TWQ: The Revolution Will Not Be Tweeted - Fall 2011
October 1, 2011
Judging by the popular press, in January 2011 Twitter and Facebook went from being simply engaging social diversions to become engines of political change that upended decades of Arab authoritarianism. It is tempting to be swept away by this narrative, which suggests that social media prompted hundreds of thousands, and then millions, of Tunisians and Egyptians to pour into the streets and peacefully demand change. Brittle authoritarian regimes had little choice but to comply, and in this way, social media irrevocably changed the future of the Middle East. Following the logic to its conclusion, it would suggest that the Middle East is on the brink of a period of democratic consolidation, as the ideals and tools of revolutionaries lead the region forward into a period of anti-sectarianism, liberalism, and hope.

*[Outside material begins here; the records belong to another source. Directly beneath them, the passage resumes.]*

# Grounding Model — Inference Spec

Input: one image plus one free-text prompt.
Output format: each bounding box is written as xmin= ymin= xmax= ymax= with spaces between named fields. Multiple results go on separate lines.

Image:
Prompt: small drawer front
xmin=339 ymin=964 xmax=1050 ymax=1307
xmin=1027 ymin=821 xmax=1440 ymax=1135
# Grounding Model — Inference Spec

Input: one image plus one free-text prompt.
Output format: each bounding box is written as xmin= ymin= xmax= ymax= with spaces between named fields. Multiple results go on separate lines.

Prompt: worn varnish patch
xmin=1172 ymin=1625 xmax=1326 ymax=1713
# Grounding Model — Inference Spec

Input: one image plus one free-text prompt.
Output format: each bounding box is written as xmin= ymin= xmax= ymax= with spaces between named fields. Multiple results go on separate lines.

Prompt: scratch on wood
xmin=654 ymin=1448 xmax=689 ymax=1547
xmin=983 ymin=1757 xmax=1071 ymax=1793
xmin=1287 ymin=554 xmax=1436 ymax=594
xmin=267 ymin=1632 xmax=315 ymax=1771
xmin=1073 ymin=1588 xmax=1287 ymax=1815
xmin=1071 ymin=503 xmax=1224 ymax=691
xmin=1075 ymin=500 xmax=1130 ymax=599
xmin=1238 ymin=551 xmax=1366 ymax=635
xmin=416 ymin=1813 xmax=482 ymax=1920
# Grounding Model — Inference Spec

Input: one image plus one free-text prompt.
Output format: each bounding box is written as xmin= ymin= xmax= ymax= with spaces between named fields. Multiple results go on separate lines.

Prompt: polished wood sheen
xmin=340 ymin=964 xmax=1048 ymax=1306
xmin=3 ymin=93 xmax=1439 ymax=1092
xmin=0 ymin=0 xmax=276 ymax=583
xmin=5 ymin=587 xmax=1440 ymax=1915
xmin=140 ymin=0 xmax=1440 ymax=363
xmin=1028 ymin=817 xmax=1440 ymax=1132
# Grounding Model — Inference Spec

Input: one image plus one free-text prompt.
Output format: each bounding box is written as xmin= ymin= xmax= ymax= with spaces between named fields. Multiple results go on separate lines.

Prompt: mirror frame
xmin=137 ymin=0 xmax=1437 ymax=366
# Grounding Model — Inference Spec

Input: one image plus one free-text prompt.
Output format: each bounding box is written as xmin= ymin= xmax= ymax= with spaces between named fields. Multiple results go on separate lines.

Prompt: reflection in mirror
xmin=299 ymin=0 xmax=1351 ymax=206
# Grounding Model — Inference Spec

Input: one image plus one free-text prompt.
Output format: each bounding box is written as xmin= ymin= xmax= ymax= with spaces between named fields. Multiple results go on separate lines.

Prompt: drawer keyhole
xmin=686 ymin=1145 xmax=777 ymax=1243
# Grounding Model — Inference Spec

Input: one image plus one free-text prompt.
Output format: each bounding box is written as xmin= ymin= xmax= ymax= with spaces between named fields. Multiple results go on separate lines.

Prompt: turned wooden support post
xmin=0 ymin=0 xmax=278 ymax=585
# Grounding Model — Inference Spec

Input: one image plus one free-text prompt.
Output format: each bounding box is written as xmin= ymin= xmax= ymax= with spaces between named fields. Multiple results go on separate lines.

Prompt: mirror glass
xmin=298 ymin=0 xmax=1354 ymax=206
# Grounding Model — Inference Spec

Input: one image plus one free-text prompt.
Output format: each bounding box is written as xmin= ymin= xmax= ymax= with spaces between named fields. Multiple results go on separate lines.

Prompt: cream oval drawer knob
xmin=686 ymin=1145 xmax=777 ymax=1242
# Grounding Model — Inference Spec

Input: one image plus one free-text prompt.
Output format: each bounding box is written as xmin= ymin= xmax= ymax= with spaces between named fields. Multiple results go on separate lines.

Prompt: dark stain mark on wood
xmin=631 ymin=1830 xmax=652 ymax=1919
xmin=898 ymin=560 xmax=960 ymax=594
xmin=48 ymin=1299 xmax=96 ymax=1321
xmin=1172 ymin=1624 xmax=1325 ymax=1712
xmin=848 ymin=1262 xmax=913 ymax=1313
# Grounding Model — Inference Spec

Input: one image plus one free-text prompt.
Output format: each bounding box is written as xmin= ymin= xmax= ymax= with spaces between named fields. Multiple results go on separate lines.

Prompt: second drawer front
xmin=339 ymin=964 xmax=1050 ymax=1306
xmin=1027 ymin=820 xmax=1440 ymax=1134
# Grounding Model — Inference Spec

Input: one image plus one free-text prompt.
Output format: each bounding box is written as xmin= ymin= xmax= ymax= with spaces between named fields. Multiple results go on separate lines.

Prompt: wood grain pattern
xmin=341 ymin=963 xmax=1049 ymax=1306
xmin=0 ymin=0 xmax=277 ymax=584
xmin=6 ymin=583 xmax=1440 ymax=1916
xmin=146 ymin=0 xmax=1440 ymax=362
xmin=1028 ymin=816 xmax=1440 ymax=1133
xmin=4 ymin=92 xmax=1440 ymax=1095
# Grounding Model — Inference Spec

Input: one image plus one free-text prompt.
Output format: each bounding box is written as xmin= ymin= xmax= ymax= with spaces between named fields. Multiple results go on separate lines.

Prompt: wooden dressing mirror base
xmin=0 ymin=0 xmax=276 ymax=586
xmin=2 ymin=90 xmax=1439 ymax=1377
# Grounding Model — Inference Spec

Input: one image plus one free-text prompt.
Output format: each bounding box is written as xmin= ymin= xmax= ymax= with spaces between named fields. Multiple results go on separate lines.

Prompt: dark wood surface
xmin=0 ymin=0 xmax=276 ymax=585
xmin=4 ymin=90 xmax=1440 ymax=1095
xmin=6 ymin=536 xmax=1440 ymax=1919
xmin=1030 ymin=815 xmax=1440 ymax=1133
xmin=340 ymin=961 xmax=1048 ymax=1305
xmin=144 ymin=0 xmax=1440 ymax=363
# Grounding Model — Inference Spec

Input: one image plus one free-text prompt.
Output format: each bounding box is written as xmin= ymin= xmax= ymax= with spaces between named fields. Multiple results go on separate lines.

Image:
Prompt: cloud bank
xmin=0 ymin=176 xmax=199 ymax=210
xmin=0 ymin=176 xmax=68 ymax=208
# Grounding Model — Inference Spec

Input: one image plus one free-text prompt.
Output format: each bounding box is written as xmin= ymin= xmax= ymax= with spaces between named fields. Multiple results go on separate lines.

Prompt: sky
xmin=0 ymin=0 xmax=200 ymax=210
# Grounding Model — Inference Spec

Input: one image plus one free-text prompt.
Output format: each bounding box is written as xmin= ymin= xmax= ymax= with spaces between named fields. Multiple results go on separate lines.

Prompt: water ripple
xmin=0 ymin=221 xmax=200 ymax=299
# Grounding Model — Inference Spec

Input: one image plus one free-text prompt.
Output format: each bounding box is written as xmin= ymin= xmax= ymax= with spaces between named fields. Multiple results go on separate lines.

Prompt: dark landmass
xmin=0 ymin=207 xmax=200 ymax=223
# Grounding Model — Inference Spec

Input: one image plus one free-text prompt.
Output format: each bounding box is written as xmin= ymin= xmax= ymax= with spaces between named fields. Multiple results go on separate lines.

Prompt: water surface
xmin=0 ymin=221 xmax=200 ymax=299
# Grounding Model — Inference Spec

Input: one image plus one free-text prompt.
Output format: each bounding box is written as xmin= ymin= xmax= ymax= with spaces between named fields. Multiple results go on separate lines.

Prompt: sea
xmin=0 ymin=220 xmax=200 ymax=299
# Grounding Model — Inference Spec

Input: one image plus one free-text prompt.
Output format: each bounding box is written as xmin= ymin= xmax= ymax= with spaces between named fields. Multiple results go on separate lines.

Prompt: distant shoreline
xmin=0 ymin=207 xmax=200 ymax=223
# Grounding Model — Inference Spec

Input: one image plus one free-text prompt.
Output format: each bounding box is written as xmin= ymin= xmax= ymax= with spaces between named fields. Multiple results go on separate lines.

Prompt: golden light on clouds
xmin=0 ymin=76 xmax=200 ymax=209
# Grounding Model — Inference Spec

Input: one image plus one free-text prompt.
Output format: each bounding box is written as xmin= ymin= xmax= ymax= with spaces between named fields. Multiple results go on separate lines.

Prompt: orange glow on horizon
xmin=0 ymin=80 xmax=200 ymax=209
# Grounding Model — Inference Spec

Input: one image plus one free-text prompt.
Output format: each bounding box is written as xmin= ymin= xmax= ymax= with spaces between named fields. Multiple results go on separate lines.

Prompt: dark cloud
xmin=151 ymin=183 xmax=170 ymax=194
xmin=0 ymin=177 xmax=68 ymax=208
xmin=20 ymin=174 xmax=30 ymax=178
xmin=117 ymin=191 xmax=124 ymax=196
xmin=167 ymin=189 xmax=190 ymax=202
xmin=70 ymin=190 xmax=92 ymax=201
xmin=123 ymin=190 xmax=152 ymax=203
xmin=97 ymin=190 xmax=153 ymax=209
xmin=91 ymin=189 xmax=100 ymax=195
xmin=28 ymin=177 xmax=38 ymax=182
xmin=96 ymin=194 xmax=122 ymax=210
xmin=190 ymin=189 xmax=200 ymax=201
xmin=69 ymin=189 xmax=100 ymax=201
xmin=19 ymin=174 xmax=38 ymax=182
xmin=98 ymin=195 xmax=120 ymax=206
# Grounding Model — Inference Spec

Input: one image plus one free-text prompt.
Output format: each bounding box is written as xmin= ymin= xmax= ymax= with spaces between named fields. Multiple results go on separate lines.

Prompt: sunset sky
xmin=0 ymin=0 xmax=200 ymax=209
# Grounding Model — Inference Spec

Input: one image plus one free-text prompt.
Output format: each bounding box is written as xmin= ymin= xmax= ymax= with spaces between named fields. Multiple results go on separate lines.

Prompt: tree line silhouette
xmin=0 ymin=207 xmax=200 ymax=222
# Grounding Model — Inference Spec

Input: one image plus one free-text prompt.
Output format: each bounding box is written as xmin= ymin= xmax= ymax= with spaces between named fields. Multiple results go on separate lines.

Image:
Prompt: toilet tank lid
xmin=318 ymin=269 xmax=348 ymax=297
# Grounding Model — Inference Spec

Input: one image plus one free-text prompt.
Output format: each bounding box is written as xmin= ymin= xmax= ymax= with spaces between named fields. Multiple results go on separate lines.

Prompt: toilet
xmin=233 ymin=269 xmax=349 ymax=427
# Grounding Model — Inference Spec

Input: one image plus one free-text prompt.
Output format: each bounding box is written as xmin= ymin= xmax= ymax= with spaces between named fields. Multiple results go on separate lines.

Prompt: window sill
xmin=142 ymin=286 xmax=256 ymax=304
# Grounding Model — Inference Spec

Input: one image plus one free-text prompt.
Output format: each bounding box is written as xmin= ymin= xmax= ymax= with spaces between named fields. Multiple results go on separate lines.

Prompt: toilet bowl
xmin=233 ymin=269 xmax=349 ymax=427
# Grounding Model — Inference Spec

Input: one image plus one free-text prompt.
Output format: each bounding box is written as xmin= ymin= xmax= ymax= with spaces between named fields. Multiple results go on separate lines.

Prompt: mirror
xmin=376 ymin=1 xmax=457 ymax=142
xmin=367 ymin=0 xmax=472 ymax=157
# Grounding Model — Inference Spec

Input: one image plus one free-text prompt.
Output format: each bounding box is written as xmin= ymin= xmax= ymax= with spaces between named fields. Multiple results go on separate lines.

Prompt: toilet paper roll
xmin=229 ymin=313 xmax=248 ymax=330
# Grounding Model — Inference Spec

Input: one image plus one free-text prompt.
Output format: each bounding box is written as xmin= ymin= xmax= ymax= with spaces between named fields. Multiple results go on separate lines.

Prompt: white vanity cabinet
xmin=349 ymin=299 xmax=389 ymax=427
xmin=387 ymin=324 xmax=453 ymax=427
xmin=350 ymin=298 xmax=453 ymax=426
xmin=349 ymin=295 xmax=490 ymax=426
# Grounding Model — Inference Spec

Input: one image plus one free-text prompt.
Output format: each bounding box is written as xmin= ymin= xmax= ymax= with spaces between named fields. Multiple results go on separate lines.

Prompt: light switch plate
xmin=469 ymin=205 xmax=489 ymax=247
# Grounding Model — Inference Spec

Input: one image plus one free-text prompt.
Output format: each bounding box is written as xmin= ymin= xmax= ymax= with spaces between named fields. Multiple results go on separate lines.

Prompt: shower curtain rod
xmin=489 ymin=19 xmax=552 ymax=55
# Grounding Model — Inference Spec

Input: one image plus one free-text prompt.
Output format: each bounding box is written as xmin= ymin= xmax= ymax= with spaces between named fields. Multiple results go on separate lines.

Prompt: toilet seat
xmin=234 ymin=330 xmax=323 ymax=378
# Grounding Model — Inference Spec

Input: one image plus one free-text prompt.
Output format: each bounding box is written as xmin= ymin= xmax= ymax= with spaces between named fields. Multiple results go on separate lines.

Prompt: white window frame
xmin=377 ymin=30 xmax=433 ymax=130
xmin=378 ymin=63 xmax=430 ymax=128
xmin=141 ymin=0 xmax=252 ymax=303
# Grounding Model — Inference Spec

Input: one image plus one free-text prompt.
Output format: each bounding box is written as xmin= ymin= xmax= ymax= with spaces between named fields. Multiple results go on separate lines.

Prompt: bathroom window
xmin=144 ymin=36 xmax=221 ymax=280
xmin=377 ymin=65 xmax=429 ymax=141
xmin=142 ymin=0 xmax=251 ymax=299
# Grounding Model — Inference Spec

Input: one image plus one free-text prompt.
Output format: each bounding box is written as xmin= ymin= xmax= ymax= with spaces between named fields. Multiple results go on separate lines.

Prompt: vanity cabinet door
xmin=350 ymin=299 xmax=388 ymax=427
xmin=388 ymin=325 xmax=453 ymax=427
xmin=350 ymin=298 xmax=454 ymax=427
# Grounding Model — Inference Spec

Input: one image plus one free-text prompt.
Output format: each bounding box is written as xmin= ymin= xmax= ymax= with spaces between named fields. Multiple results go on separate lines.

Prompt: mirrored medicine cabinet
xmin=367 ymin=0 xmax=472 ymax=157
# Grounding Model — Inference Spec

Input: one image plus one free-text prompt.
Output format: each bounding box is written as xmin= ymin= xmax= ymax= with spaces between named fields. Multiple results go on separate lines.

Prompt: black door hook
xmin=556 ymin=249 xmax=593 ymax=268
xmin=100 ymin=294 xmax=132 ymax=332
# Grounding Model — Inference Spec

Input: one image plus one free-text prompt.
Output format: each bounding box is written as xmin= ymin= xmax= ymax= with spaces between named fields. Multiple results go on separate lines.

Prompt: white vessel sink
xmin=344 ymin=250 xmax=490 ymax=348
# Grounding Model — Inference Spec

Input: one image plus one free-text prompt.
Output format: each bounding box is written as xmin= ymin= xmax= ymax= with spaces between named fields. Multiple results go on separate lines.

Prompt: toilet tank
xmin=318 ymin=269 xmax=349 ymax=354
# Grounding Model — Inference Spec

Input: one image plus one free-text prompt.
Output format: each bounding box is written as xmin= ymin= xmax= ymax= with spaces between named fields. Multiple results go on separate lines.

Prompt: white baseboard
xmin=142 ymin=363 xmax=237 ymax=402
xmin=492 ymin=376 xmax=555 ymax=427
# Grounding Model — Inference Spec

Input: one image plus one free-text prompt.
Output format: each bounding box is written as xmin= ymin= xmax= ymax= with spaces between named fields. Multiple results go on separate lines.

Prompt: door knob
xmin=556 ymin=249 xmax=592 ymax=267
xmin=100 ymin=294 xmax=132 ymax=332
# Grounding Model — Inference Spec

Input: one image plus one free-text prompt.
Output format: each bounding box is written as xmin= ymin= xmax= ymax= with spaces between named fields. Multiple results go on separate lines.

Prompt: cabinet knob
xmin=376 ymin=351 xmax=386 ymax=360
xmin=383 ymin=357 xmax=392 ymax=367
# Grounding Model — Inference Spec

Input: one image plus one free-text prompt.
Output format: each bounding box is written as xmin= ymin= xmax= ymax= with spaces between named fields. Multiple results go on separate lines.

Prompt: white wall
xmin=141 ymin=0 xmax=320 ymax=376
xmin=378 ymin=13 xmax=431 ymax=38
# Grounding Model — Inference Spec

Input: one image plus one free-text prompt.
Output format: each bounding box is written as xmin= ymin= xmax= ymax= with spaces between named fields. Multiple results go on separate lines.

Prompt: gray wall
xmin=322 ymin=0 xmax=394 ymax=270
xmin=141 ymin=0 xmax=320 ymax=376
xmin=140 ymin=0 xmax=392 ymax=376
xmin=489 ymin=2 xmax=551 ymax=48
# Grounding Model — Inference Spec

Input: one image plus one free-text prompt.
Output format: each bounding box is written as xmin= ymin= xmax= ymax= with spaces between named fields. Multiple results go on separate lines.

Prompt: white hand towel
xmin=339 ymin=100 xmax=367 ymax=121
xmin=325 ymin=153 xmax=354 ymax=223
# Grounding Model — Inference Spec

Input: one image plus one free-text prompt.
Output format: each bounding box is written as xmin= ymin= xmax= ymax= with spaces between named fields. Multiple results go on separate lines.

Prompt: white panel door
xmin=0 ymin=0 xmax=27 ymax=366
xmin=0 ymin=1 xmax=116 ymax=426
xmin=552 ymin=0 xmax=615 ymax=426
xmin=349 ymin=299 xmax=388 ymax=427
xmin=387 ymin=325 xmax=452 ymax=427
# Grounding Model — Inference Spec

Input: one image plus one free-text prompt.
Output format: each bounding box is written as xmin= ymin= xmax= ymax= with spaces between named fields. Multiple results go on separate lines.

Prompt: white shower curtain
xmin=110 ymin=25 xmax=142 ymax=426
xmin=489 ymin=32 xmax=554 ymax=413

Such a narrative glosses over much of what is important about what has happened in the Middle East in early 2011. As we look ahead into the post-protest period, the limitations of social media are becoming more apparent. Social media are not evidently helpful in facilitating political bargaining in constitution-writing processes, and social media have only played a limited role in helping form new political parties. In both cases, old-fashioned political horse trading and solid field operations seem to be decisive. Getting the analysis right on what has happened will help observers and participants think more clearly about what might yet happen.